Snow Software enhances platform for greater visibility into containers, cloud services

AWS
Enhancements to Snow Software's Snow Atlas platform are meant to provide greater visibility into Kubernetes environments and run on cloud services such as Amazon Web Services. (Photo by Noah Berger/Getty Images for Amazon Web Services)

Snow Software on Thursday announced enhancements to its Snow Atlas platform that promise greater visibility into how IT investments impact the business, offer insights on how to optimize costs, and ultimately ensure the value of cloud-based services and containers.

The new container visibility feature was designed to offer IT teams and IT asset managers (ITAMs) details on which applications are running, how many containers are used in an environment, and how long containers have been running.

For this release, the enhancements run over Microsoft, Oracle and Red Hat container apps running in Kubernetes environments. This container visibility is now available for Kubernetes environments and runs on major cloud services such as Amazon Web Services and Microsoft Azure.

“With large annual budgets devoted to IT spend, demonstrating return on investment for every technology purchase is vital for CIOs and IT teams,” said Sanjay Castelino, chief product and customer officer at Snow Software. “The latest release from Snow not only identifies how technology is used, but also offers use cases to support more sustainable IT practices, such as understanding the carbon footprint of devices.”

Mike Parkin, senior technical engineer at Vulcan Cyber, said that with budgets tight in IT, and visibility into container environments often being a bit hazy, these are potentially welcome tools. “As an added benefit to the IT efficiency, the improved visibility should lead to better security and a deeper understanding of the environment's risk profile,” Parkin said.

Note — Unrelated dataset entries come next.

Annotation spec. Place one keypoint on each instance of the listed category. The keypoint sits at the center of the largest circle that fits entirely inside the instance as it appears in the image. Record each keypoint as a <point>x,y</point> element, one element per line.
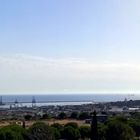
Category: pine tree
<point>94,132</point>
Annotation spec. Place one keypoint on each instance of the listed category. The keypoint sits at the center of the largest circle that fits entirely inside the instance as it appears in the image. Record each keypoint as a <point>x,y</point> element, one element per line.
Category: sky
<point>75,46</point>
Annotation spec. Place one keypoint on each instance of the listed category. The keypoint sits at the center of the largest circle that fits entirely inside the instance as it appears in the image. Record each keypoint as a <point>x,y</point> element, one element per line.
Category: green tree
<point>85,132</point>
<point>56,133</point>
<point>12,132</point>
<point>135,125</point>
<point>74,115</point>
<point>84,115</point>
<point>62,115</point>
<point>72,124</point>
<point>117,130</point>
<point>41,131</point>
<point>71,133</point>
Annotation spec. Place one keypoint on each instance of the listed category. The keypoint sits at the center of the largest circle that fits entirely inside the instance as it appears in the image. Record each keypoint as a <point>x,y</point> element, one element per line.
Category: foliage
<point>72,124</point>
<point>71,133</point>
<point>74,115</point>
<point>12,132</point>
<point>27,117</point>
<point>84,115</point>
<point>135,125</point>
<point>117,130</point>
<point>56,133</point>
<point>85,132</point>
<point>62,115</point>
<point>41,131</point>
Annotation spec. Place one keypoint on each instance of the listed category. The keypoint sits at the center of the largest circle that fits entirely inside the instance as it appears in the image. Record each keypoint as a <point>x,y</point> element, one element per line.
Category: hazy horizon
<point>57,47</point>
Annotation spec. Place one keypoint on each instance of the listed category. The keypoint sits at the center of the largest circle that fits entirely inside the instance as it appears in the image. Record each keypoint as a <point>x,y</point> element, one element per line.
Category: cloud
<point>24,73</point>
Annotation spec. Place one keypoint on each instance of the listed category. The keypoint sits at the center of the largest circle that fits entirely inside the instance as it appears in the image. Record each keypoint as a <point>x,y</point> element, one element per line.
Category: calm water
<point>73,99</point>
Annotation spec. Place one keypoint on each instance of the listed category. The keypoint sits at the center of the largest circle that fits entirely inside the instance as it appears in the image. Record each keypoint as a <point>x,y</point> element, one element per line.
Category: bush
<point>72,124</point>
<point>41,131</point>
<point>71,133</point>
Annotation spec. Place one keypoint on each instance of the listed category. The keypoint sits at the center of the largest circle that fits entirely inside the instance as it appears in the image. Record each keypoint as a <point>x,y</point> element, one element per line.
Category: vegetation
<point>116,128</point>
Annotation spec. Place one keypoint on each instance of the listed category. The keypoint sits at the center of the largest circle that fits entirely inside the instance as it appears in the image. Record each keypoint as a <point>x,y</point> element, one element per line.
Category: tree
<point>117,130</point>
<point>41,131</point>
<point>135,125</point>
<point>56,133</point>
<point>83,116</point>
<point>62,115</point>
<point>94,131</point>
<point>12,132</point>
<point>74,115</point>
<point>27,117</point>
<point>85,132</point>
<point>72,124</point>
<point>71,133</point>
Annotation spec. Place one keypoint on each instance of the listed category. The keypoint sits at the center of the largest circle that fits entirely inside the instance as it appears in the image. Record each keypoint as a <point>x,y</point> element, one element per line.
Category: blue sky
<point>59,46</point>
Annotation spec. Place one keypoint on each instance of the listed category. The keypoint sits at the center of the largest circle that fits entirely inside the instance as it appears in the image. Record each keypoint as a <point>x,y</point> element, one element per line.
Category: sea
<point>62,99</point>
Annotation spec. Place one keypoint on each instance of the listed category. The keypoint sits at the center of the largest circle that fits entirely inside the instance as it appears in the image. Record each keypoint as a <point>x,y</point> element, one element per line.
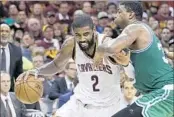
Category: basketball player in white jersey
<point>98,92</point>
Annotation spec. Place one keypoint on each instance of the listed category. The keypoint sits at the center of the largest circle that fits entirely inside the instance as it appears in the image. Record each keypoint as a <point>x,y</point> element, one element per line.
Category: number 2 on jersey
<point>95,79</point>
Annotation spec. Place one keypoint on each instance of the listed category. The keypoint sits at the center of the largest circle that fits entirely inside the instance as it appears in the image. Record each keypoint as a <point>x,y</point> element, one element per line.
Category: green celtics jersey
<point>152,70</point>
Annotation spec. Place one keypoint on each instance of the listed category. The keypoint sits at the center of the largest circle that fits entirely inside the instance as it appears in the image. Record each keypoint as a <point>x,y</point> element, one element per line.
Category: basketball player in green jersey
<point>154,76</point>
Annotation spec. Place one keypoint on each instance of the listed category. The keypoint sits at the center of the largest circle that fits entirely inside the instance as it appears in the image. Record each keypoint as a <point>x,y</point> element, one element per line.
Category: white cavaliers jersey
<point>97,86</point>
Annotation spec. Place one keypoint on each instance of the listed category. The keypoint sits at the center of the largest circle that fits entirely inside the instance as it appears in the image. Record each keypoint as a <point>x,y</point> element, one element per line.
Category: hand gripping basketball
<point>28,87</point>
<point>24,76</point>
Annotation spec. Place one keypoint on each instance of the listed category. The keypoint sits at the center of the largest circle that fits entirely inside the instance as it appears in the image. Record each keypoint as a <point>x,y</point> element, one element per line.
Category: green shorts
<point>158,103</point>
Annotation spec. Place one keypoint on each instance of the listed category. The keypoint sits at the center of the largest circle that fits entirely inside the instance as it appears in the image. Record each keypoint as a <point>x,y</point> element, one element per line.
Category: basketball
<point>29,91</point>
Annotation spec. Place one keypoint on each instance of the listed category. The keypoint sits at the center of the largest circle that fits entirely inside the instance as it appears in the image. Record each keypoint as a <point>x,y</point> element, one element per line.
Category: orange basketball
<point>29,91</point>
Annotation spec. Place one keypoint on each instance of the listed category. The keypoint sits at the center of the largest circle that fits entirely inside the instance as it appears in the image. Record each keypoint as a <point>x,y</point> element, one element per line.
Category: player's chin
<point>85,48</point>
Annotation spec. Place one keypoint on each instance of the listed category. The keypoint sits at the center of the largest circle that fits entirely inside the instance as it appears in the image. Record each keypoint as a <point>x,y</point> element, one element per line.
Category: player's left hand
<point>122,58</point>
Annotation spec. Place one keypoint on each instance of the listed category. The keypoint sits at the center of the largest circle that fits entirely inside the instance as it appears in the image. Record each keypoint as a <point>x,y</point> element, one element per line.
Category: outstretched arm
<point>58,64</point>
<point>128,36</point>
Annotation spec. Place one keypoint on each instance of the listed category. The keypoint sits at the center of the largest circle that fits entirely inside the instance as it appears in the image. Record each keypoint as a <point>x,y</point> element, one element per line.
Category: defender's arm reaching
<point>128,36</point>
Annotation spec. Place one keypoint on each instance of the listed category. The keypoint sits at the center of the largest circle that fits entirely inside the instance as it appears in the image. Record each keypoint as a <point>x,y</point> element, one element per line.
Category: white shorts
<point>75,108</point>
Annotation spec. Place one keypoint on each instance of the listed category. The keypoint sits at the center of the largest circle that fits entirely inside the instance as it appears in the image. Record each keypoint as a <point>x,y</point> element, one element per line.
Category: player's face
<point>122,16</point>
<point>5,83</point>
<point>129,90</point>
<point>5,34</point>
<point>84,37</point>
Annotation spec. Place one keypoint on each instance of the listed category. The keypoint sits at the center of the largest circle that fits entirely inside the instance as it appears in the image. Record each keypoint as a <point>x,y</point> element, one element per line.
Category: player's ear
<point>131,15</point>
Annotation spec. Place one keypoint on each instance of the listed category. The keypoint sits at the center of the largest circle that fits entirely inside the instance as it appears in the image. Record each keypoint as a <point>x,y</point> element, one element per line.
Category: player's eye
<point>77,35</point>
<point>86,34</point>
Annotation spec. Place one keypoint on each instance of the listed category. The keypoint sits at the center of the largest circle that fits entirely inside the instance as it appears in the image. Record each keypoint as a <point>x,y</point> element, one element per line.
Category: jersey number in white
<point>164,56</point>
<point>95,79</point>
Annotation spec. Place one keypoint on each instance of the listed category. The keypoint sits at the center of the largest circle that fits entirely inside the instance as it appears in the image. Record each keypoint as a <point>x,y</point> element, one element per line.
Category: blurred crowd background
<point>40,28</point>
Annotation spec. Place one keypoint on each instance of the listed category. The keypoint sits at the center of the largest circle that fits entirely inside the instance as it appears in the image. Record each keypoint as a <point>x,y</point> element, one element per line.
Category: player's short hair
<point>82,21</point>
<point>127,80</point>
<point>134,6</point>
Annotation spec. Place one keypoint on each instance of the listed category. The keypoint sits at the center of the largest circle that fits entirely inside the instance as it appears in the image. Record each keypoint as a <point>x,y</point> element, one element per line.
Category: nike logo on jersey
<point>87,67</point>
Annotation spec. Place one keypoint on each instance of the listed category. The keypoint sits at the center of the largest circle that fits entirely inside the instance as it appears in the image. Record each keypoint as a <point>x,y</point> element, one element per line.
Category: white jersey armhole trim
<point>150,43</point>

Melinda Marks, a senior analyst at the Enterprise Strategy Group, added that increased visibility and cost control are big issues right now.

“Cloud-native technologies make it easy to increase productivity and scale, but costs can get out of control if not managed properly,” Marks said. “We can expect more tools like this to help give centralized visibility and control to better support cloud-native development while controlling costs in this challenging economic climate.”